JAKARTA – Isu deforestasi kembali menerpa perkebunan kelapa sawit di Indonesia. Akibatnya, perusahaan konsumer global Nestle dan Procter & Gamble (P&G) menyatakan tengah menyelidiki pasokan minyak sawit asal Indonesia.
Mengutip Reuters, Selasa (12/11/2024), langkah ini diambil setelah sebuah kelompok lingkungan merilis laporan yang menyebutkan bahwa pasokan sawit untuk perusahaan-perusahaan tersebut kemungkinan berasal dari kawasan cagar alam yang ditebang secara ilegal.
Dugaan tersebut diperkuat oleh citra satelit yang dibagikan kelompok lingkungan asal Amerika Serikat (AS), Rainforest Action Network (RAN). Dari gambar yang dibagikan, terlihat hamparan tanah cokelat hasil penebangan area hutan di kawasan Suaka Margasatwa Rawa Singkil di Indonesia.
Baca Juga: Musim Mas Dapat Pinjaman Rp2,5 Triliun dari Rabobank dan HSBC
Terlihat pula citra tanaman sawit di lokasi tersebut. Beberapa gambar, yang menurut RAN diambil selama investigasi lapangan pada Februari 2024, menunjukkan bahwa bibit kelapa sawit ditanam di tanah yang terbakar dikelilingi oleh pohon-pohon tumbang di dalam kawasan suaka margasatwa.
RAN menyebutkan setidaknya 2.609 hektare (ha) area hutan telah lenyap dari kawasan cagar alam yang berlokasi di Aceh tersebut sejak 2016. Sekitar 645 ha di antaranya telah ditanami sawit.
Kementerian Kehutanan Indonesia tidak memberi tanggapan ketika dimintai konfirmasi oleh Reuters. Investigasi RAN pada September dan Oktober mengungkap produksi tandan buah segar (TBS) dari area kebun sawit di kawasan cagar alam tersebut dijual ke pabrik PT Global Sawit Semesta (GSS) dan PT Aceh Trumon Anugerah Kita (ATAK).

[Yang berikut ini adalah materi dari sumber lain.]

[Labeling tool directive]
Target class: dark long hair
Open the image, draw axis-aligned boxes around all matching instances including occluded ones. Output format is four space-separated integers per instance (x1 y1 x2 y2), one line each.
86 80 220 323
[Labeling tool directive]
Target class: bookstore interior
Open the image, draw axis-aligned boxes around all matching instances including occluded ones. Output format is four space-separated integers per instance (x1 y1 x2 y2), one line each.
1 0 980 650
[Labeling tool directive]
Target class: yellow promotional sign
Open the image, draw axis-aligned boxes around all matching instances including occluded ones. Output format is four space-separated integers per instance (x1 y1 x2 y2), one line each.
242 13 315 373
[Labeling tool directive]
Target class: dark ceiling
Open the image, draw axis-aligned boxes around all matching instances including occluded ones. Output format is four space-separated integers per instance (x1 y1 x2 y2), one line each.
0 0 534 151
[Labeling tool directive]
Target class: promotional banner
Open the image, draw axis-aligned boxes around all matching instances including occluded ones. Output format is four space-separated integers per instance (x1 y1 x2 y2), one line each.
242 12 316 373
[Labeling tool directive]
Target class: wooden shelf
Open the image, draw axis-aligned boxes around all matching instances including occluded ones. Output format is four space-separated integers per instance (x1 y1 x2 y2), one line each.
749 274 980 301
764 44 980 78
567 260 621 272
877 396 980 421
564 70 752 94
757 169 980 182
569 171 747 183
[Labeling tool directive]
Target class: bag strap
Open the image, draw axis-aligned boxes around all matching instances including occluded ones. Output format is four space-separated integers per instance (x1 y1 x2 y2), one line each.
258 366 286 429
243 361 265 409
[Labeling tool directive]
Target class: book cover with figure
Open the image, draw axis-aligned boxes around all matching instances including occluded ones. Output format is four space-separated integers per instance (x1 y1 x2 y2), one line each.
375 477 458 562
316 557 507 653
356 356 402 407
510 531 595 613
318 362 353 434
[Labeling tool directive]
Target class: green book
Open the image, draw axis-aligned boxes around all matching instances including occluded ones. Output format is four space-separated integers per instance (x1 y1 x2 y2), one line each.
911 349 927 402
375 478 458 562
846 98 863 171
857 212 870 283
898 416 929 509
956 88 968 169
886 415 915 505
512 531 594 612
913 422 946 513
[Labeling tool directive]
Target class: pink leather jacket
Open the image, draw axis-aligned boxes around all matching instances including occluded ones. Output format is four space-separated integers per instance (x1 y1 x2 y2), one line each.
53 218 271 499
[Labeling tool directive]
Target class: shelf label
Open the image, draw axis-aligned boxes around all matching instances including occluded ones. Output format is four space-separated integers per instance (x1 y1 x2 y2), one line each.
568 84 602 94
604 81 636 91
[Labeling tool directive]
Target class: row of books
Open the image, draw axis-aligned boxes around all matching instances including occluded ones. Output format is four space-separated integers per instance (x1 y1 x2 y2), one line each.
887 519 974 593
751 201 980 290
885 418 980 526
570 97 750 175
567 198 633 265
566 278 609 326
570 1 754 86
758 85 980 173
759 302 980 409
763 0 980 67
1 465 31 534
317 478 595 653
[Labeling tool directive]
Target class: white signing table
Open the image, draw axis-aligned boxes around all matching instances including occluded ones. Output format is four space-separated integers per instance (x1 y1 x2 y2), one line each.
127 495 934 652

Baca Juga: Permata Group Dapat Kredit Rp808 Miliar dari DBS untuk Pembiayaan Biodiesel
Menurut laporan RAN, kedua perusahaan ini tercatat memasok sawit ke merek-merek besar termasuk Procter & Gamble, Nestlé, Mondelez dan PepsiCo. Adapun GSS dan ATAK, yang operasionalnya berlokasi di daerah terpencil, tidak dapat dihubungi oleh Reuters untuk dimintai komentar.

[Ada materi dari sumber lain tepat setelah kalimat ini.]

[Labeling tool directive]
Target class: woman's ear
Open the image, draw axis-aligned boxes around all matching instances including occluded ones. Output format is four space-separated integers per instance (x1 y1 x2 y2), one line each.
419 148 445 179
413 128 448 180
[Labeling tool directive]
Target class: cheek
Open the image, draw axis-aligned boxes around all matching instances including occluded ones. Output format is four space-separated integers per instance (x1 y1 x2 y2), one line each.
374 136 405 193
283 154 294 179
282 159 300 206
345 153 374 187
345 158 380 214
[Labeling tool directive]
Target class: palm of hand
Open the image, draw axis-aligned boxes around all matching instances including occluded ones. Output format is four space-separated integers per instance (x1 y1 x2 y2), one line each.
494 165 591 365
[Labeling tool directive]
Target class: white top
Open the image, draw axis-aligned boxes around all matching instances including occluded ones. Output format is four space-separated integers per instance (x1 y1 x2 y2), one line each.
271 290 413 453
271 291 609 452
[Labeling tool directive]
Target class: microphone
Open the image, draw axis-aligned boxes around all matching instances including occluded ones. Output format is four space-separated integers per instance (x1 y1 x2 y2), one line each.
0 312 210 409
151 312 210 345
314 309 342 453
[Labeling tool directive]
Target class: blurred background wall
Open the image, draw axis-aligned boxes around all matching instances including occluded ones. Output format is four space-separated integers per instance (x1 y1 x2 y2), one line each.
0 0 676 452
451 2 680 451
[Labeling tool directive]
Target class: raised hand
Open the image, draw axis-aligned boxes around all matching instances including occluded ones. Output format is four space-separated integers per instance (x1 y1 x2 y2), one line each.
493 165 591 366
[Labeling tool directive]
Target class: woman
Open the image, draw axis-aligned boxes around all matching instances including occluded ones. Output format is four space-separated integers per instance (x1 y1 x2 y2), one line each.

Perusahaan-perusahaan umumnya mendapatkan minyak sawit dari pabrik-pabrik Indonesia melalui perantara. Seorang juru bicara Nestle mengatakan bahwa pihaknya segera menghubungi pemasok langsungnya terkait GSS untuk menyelidiki temuan RAN, seraya menambahkan bahwa, pada akhir 2023, 96% pasokan minyak sawit Nestle berstatus bebas dari deforestasi.
“Jika perlu mencari solusi, kami akan mengambil tindakan yang diperlukan,” kata juru bicara tersebut. P&G mengatakan bahwa pihaknya telah melakukan penyelidikan menyusul temuan RAN dan segera menangguhkan sumber dari GSS dan ATAK.

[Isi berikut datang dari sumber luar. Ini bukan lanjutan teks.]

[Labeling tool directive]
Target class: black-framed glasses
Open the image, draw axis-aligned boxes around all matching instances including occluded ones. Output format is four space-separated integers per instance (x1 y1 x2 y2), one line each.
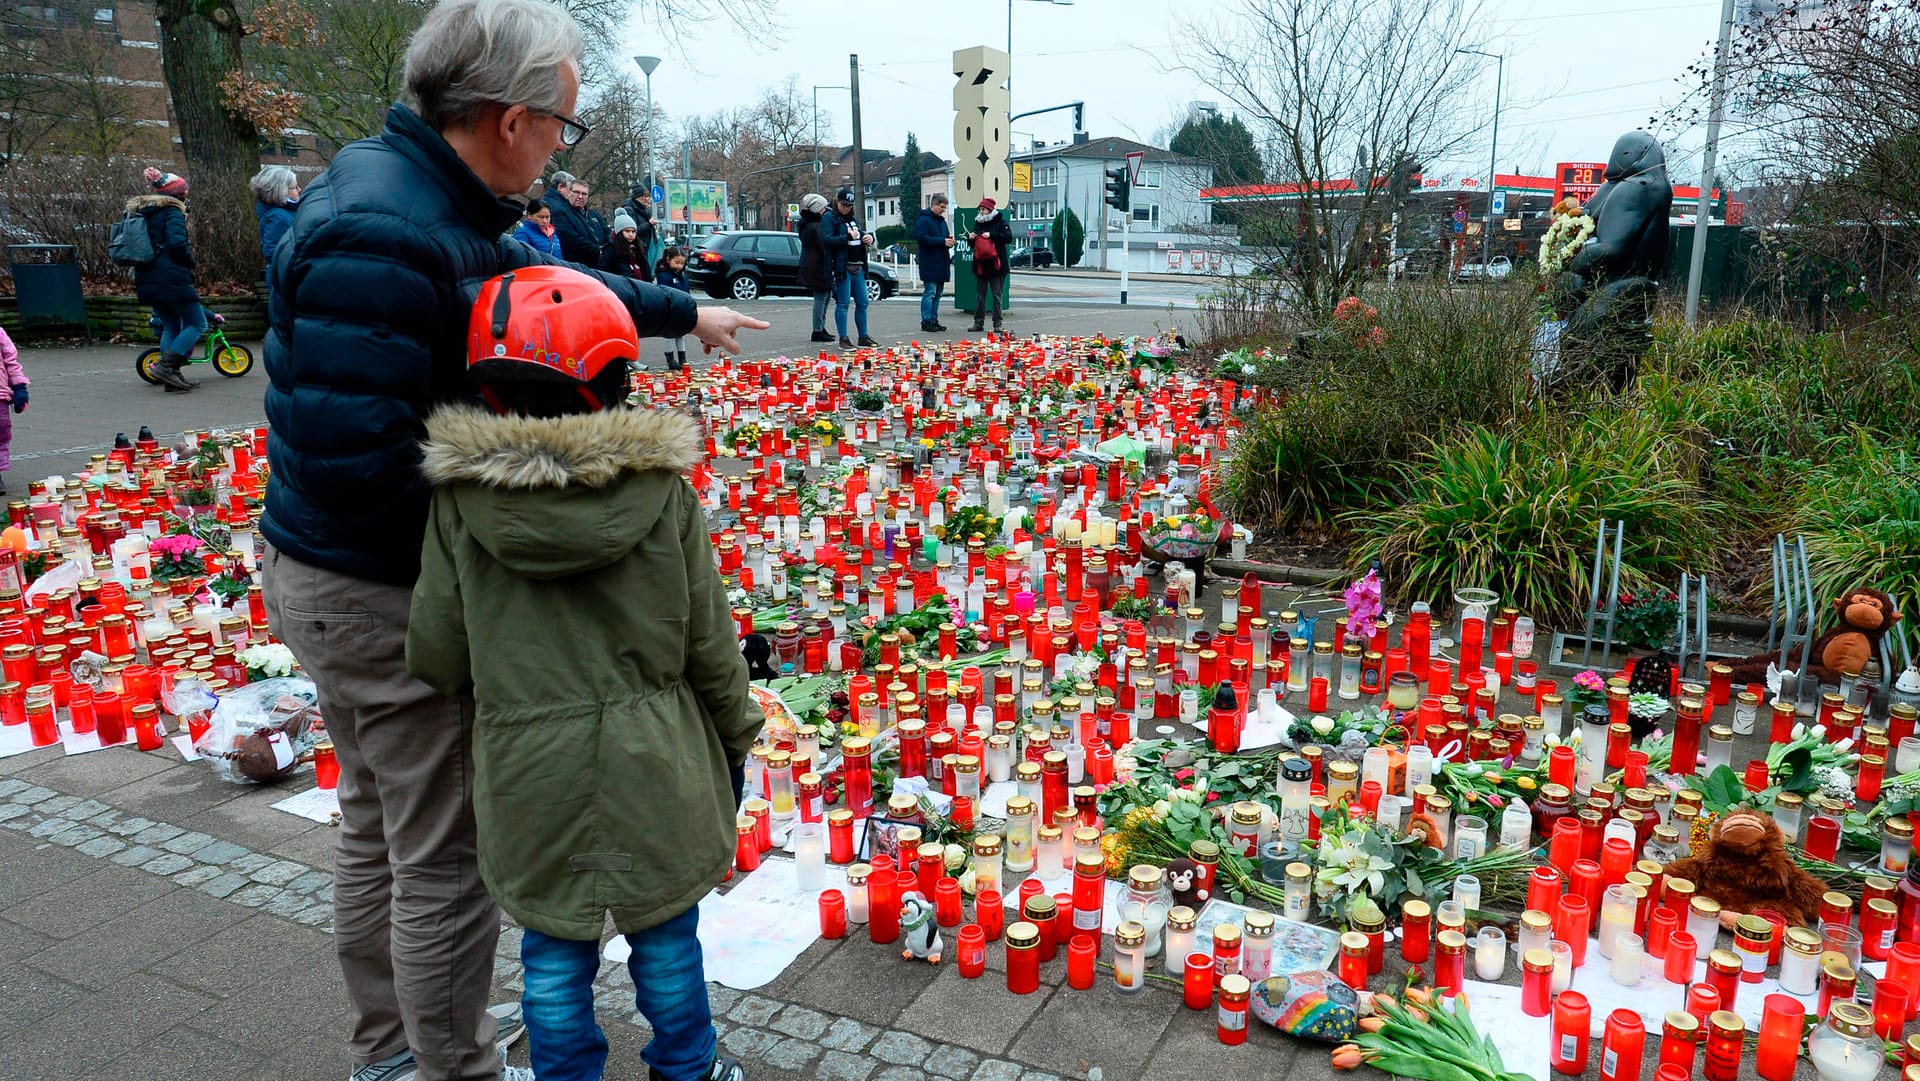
532 108 590 147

Baca Juga: Apical Gandeng IDH dan Pemkab Aceh Singkil Serahkan STDB ke 160 Petani Swadaya
Menurut investigasi RAN, Royal Golden Eagle Group (RGE) yang berkantor pusat di Singapura, Musim Mas, dan perusahaan Permata Hijau dari Indonesia juga tercatat menerima pasokan minyak dari GSS.
Apical, unit RGE, dan Musim Mas mengatakan bahwa mereka sedang menyelidiki temuan RAN. Sementara itu, Permata Hijau, Mondelez, dan Pepsi tidak menanggapi beberapa permintaan komentar melalui email.
Indonesia dengan area hutan hujan tropis terbesar ketiga di dunia, mengatakan telah mengurangi laju deforestasinya hingga di bawah 140.000 ha per tahun antara 2020 dan 2023, turun dari lebih dari 400.000 ha pada 2016-2020.
Namun, RAN mengatakan penyelidikannya menunjukkan bahwa deforestasi di wilayah hutan lindung seperti suaka margasatwa, melonjak empat kali lipat pada 2021-2023 dibandingkan dengan periode sebelumnya, meskipun ada undang-undang yang melarang deforestasi.
“Citra dan analisis resolusi tinggi secara definitif menunjukkan bahwa pabrik minyak sawit, pedagang, dan merek global yang bersumber dari daerah ini telah gagal mengakhiri deforestasi untuk minyak sawit di ‘Ibu Kota Orangutan Dunia’,” kata RAN dalam laporannya. (ANG)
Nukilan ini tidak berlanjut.